Strategies

Vermont classrooms are exciting places for children's learning and growing.   These classrooms have made great strides in meeting the needs of "normal" children and handicapped children.   However, in every room there are approximately 15% of children, three or four gifted youngsters, who need special accommodations in order to be receiving an appropriate education.  Here are some strategies that can be considered for use in a heterogeneous classroom (see references for additional, detailed information.):

Acceleration - moving at an advanced rate or to an advanced grade in one or more content areas.

Bibliotherapy - using literature to accommodate affective (emotional) needs.

Cluster grouping - four to six students of similar ability in an area are grouped together in one class; they receive differentiated instruction.

Complex instruction - a type of cooperative group learning that is beneficial for gifted children because the assigned tasks are complicated enough to require the contributions of all group members.

Curriculum compacting - condensing content based on assessment of prior knowledge; a method to buy time for independent study or other enrichment activities.

Creative dramatics - improvisational drama and theater games promoting creative expression and concept development.

Creativity training models - strategies for enhancing creative development (i.e., Talents Unlimited, Williams Creative Thinking)

Differentiation - a way of looking at classroom management, in which the teacher proactively plans and carries out varied approaches to content, activities, and products in anticipation of and response to student differences in readiness levels, interests, and learning needs.  It is good for all children, including gifted children.

Distance learning - advanced courses taken via telecommunication devices.

Divergent (or varied) questioning - open-ended questioning that elicits responses at the higher levels of Bloom's Taxonomy.

Enrichment - additions to the curriculum which enhance learning for all children by increasing the depth and/or breadth of learning (e.g., guest speakers, artist-in-residence programs, class trips)

Experiential learning - hands-on learning.

Flexible grouping - students working in small groups which are sometimes formed by readiness levels, sometimes by interests, sometimes by preferred learning modes, or sometimes by other things such as friendship groups or gender.

Independent study - opportunities to do advanced level research on an individual basis according to interest and ability level resulting in examining real problems leading to tangible results.

Integrated / thematic units - teaching all content around one central concept, weaving relationships between disciplines.
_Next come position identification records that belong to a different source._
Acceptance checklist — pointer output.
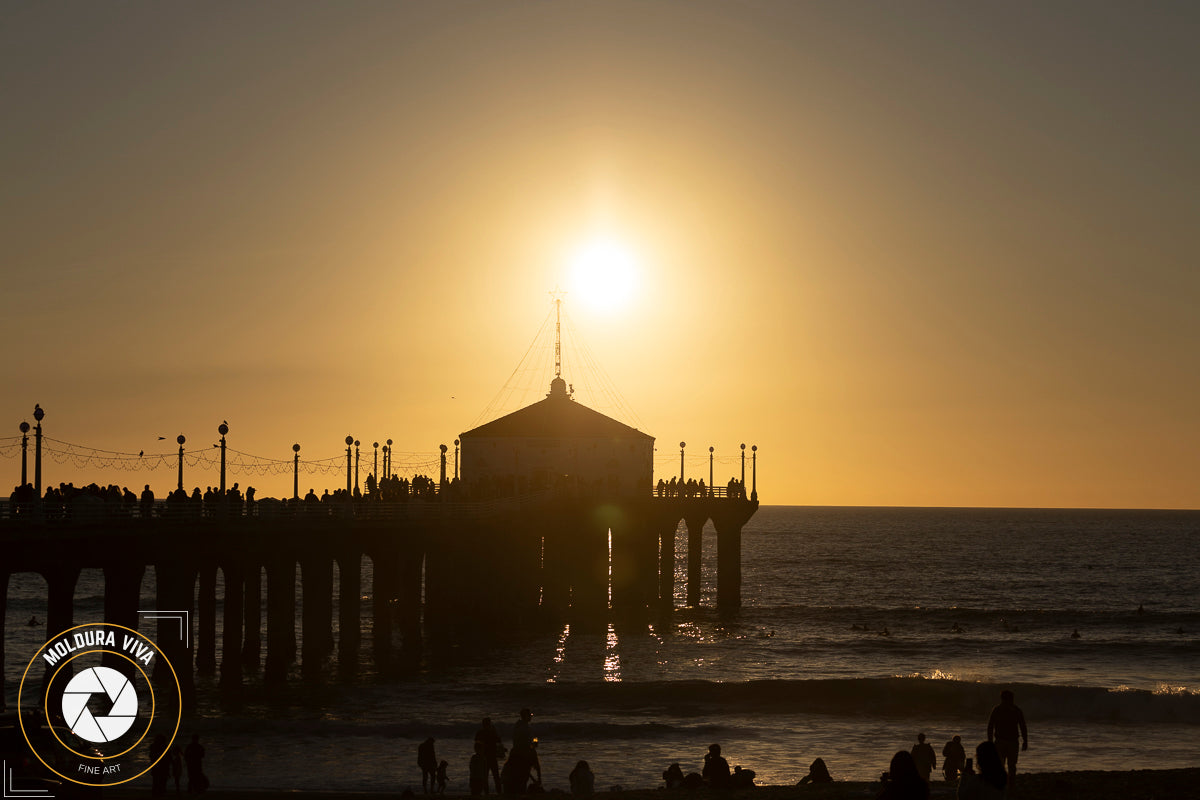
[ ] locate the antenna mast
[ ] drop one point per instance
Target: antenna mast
(558, 331)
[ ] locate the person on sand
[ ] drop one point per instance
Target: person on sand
(582, 780)
(492, 751)
(953, 756)
(427, 761)
(990, 782)
(817, 774)
(717, 770)
(1003, 726)
(923, 753)
(903, 781)
(477, 771)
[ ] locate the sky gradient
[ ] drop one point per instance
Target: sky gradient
(921, 253)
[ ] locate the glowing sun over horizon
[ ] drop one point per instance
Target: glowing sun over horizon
(603, 275)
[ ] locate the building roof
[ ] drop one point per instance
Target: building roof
(557, 417)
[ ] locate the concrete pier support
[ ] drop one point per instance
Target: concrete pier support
(123, 590)
(231, 641)
(4, 615)
(252, 617)
(60, 609)
(174, 585)
(281, 621)
(317, 593)
(207, 621)
(408, 595)
(383, 590)
(349, 632)
(695, 552)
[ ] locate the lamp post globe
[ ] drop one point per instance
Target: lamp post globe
(37, 450)
(295, 471)
(24, 452)
(180, 439)
(222, 429)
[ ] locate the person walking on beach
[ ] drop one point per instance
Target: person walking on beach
(1003, 726)
(990, 783)
(492, 751)
(429, 763)
(717, 769)
(923, 753)
(193, 759)
(903, 781)
(953, 757)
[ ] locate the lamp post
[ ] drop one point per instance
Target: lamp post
(222, 429)
(181, 439)
(754, 473)
(711, 470)
(24, 452)
(295, 471)
(37, 450)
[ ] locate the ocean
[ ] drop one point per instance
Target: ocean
(859, 627)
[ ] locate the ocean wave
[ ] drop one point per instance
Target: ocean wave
(901, 696)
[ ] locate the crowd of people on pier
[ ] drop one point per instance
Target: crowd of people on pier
(694, 488)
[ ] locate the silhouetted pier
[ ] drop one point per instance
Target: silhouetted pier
(438, 566)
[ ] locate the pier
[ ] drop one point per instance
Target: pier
(441, 567)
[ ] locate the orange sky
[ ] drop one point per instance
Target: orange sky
(919, 253)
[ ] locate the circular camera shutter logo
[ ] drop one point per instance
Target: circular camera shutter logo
(109, 683)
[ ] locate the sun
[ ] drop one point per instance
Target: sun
(604, 275)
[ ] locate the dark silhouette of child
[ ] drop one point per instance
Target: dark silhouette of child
(817, 774)
(442, 776)
(903, 781)
(429, 763)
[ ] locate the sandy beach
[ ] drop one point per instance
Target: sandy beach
(1132, 785)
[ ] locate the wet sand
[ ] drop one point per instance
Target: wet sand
(1133, 785)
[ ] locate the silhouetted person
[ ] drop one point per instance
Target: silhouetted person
(523, 757)
(477, 771)
(817, 774)
(1003, 726)
(582, 780)
(442, 776)
(717, 770)
(429, 763)
(161, 769)
(953, 757)
(923, 753)
(177, 767)
(903, 781)
(492, 751)
(193, 759)
(991, 782)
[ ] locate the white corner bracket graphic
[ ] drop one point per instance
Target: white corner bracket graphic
(10, 791)
(184, 620)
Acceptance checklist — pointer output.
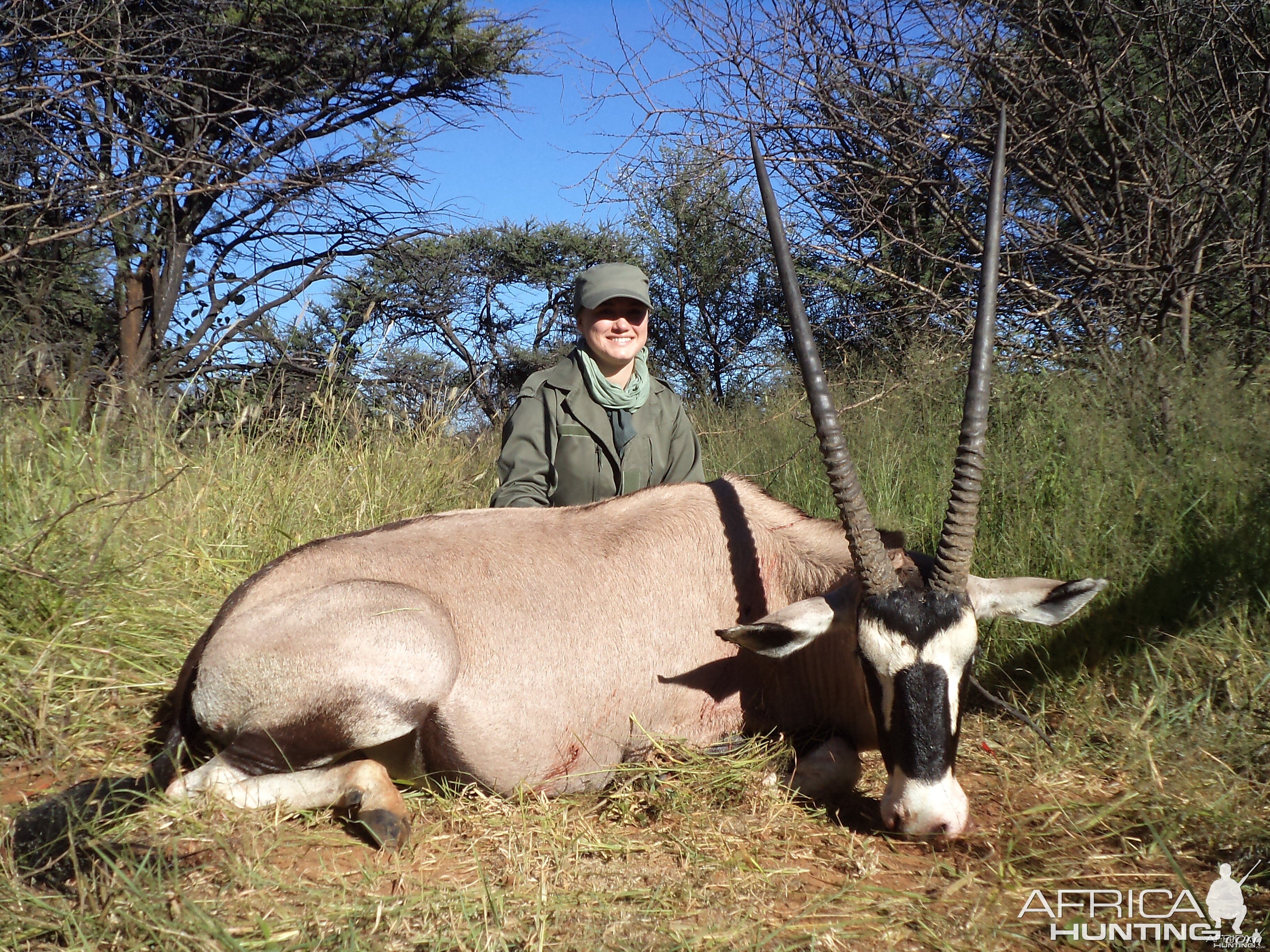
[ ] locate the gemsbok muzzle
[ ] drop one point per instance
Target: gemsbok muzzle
(916, 645)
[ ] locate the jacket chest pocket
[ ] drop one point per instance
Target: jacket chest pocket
(638, 464)
(580, 464)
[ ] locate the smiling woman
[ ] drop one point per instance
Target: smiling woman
(597, 425)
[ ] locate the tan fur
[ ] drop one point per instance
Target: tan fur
(536, 646)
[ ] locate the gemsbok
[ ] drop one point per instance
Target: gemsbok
(544, 646)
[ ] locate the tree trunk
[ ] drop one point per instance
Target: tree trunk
(134, 348)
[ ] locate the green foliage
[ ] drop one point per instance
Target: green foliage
(496, 301)
(227, 153)
(717, 328)
(117, 545)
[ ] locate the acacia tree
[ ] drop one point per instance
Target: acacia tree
(227, 153)
(1138, 157)
(715, 328)
(496, 301)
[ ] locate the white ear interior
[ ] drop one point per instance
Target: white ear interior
(1042, 601)
(784, 631)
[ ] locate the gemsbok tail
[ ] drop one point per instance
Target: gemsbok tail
(50, 838)
(47, 837)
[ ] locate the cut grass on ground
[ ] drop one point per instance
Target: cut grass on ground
(119, 542)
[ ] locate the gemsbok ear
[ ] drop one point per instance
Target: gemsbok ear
(784, 631)
(1042, 601)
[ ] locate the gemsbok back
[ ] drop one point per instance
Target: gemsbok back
(543, 646)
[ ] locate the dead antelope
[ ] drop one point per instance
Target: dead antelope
(543, 646)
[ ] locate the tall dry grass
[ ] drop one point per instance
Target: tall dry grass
(120, 540)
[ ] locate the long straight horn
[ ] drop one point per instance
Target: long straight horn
(957, 541)
(867, 549)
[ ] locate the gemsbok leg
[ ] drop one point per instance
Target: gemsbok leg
(294, 685)
(361, 786)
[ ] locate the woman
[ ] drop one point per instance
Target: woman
(597, 425)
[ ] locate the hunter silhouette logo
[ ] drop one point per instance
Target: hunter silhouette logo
(1149, 914)
(1225, 899)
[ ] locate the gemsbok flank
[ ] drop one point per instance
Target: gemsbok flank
(544, 646)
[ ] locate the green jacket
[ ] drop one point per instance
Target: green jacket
(558, 445)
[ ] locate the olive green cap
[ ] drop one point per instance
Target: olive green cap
(607, 281)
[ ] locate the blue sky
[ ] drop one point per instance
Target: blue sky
(525, 164)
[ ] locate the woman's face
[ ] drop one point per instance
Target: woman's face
(615, 332)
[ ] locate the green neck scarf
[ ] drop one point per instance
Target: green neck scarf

Junior Great Books - shared inquiry approach to discussing works of great literature.

Learning centers - opportunities for independent inquiry in various content areas; centers will include books, art and writing materials, audio-visual aids, and other resources to extend learning.

Learning styles - differences in the way children perceive and order information we give them; accommodating these differences by modifying our teaching style.

Mentorships / community resources - accessing local people and places to enrich learning opportunities.

New Standards Reference Exams - testing used by Vermont to assess students’ knowledge in an open-ended manner.

Problem solving - developing techniques for systematically solving problems individually and in groups (e.g., Future Problem Solving, Odyssey of the Mind, Creative Problem Solving).

Subject advancement – student advances to higher grade in specific subject(s) in which he/she excels.

Telescoping – completing two grades in one year.

Tiered assignments – assignments that are at different readiness levels for different groups of students.   All students have tasks on the same essential theme, and all tasks are respectful and meaningful.

Thinking models - strategies for enhancing advanced level thinking and questioning (i.e., Talents Unlimited, deBono CoRT).

Vermont portfolio assessment in math and writing - instruction designed to help children produce authentic works (portfolio pieces) that exhibit criteria as defined by assessment standards.

Writing process approach - a process-oriented approach to teaching the language arts.